Class URLStatus

java.lang.Object
   |
   +----URLStatus

public class URLStatus
extends Object

Netrand Project

Software Engineering - CS536

University of Wisconsin - Milwaukee

Authors:


File: URLStatus.java
Note: This file was originally part of a Web Crawler program written by Tim Macinta in 1997 that gathered links form the internet and formed a web search database.
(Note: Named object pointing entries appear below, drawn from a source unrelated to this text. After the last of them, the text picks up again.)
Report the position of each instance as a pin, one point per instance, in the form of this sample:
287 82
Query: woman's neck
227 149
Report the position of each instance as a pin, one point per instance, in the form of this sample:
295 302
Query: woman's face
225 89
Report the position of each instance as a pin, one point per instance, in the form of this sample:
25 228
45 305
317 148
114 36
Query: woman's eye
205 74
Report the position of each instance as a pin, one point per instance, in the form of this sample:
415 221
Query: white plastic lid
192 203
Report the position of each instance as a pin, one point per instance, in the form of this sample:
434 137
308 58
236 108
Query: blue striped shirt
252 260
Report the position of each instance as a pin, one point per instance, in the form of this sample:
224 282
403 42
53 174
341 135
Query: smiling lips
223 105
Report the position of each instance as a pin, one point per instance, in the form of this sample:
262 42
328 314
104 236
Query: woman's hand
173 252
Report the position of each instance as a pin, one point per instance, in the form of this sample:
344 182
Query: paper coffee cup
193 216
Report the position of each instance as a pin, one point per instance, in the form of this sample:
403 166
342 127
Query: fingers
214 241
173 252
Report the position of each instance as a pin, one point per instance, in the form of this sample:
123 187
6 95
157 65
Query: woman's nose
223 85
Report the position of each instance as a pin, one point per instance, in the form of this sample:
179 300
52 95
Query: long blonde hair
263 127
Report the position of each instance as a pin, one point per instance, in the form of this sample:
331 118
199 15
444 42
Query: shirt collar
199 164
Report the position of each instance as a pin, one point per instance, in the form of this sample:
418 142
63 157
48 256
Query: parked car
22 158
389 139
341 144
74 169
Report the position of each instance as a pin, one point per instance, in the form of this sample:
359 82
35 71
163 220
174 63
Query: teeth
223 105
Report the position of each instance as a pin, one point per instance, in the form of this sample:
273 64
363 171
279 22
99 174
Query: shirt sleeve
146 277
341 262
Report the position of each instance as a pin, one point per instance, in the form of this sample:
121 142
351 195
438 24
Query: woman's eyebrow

The files containing the logic for crawling across the internet were taken from this program and slightly modified for the purpose of the NetRand project.
This class holds information about the content at a particular URL. It can also be used to fetch and parse an URL.


Variable Index

 o actual_url
 o DUPLICATE
 o eng_prefs
 o given_url
 o IO_ERROR
 o LOADED
 o mime_type
 o MISC_ERROR
 o MISSING
 o MOVED
 o NOT_LOADED
 o status
 o temp_file
 o TIMED_OUT
 o UNSUPPORTED_MIMETYPE

Constructor Index

 o URLStatus(URL, File, EnginePrefs)
"url" is the location of the information and "temp_file" is the temporary file that can be used to store the contents of this url.

Method Index

 o finalize()
Gets rid of the temporary file.
 o getCacheFile()
Returns the file that is used to cache the contents of this URL.
 o getContentLength()
Returns the length of the content, or 0 if it's unknown.
 o getLinkExtractor()
Returns a LinkExtractor that can handle this URL's mime type.
 o loaded()
Returns true if and only if this URL was loaded without an error.
 o mimeTypeUnderstood(String)
Returns true if and only if this mime type can be processed.
 o moved()
Returns true if and only if this URL causes a redirection.
 o pipe(InputStream, OutputStream)
Pipes "in" to "out" until "in" is exhausted then closes "in".
 o readContent()
Downloads the content of the given URL and stores it in a temporary cache file.
 o readGeneric()
This method provides a fallback to the default Java implementation for protocols which have not been re-implemented.
 o readHTTP()
Downloads a file using the HTTP protocol.
 o readLine(PushbackInputStream)
A replacement for the java.io.DataInputStream which doesn't return the line ending characters like it should.

Variables

 o given_url
 URL given_url
 o actual_url
 URL actual_url
 o temp_file
 File temp_file
 o eng_prefs
 EnginePrefs eng_prefs
 o mime_type
 String mime_type
 o LOADED
 static final int LOADED
 o NOT_LOADED
 static final int NOT_LOADED
 o MOVED
 static final int MOVED
 o DUPLICATE
 static final int DUPLICATE
 o MISSING
 static final int MISSING
 o TIMED_OUT
 static final int TIMED_OUT
 o IO_ERROR
 static final int IO_ERROR
 o UNSUPPORTED_MIMETYPE
 static final int UNSUPPORTED_MIMETYPE
 o MISC_ERROR
 static final int MISC_ERROR
 o status
 int status

Constructors

 o URLStatus
 public URLStatus(URL url,
                  File temp_file,
                  EnginePrefs eng_prefs)
"url" is the location of the information and "temp_file" is the temporary file that can be used to store the contents of this url.

Methods

 o loaded
 public boolean loaded()
Returns true if and only if this URL was loaded without an error.

 o getLinkExtractor
 public LinkExtractor getLinkExtractor() throws IOException
Returns a LinkExtractor that can handle this URL's mime type. To add support for new mime types add a LinkExtractor that handles those mime types here and add appropriate WordExtractors to the getWordExtractor() method. Also, add the mime type to the list in the mimeTypeUnderstood() method.

 o mimeTypeUnderstood
 public boolean mimeTypeUnderstood(String mime_type)
Returns true if and only if this mime type can be processed.

 o getCacheFile
 public File getCacheFile()
Returns the file that is used to cache the contents of this URL.

 o readContent
 public void readContent()
Downloads the content of the given URL and stores it in a temporary cache file.

 o readHTTP
 void readHTTP() throws IOException
Downloads a file using the HTTP protocol. It was necessary to write a method to do this from scratch rather than using the default method in Java because:

 o readLine
 String readLine(PushbackInputStream in) throws IOException
A replacement for the java.io.DataInputStream which doesn't return the line ending characters like it should.

 o readGeneric
 void readGeneric() throws IOException
This method provides a fallback to the default Java implementation for protocols which have not been re-implemented.

 o finalize
 public void finalize() throws Throwable
Gets rid of the temporary file.

Throws: Throwable
is thrown
Overrides:
finalize in class Object
 o pipe
 void pipe(InputStream in,
           OutputStream out) throws IOException
Pipes "in" to "out" until "in" is exhausted then closes "in".

 o moved
 public boolean moved()
Returns true if and only if this URL causes a redirection.

 o getContentLength
 public long getContentLength()
Returns the length of the content, or 0 if it's unknown.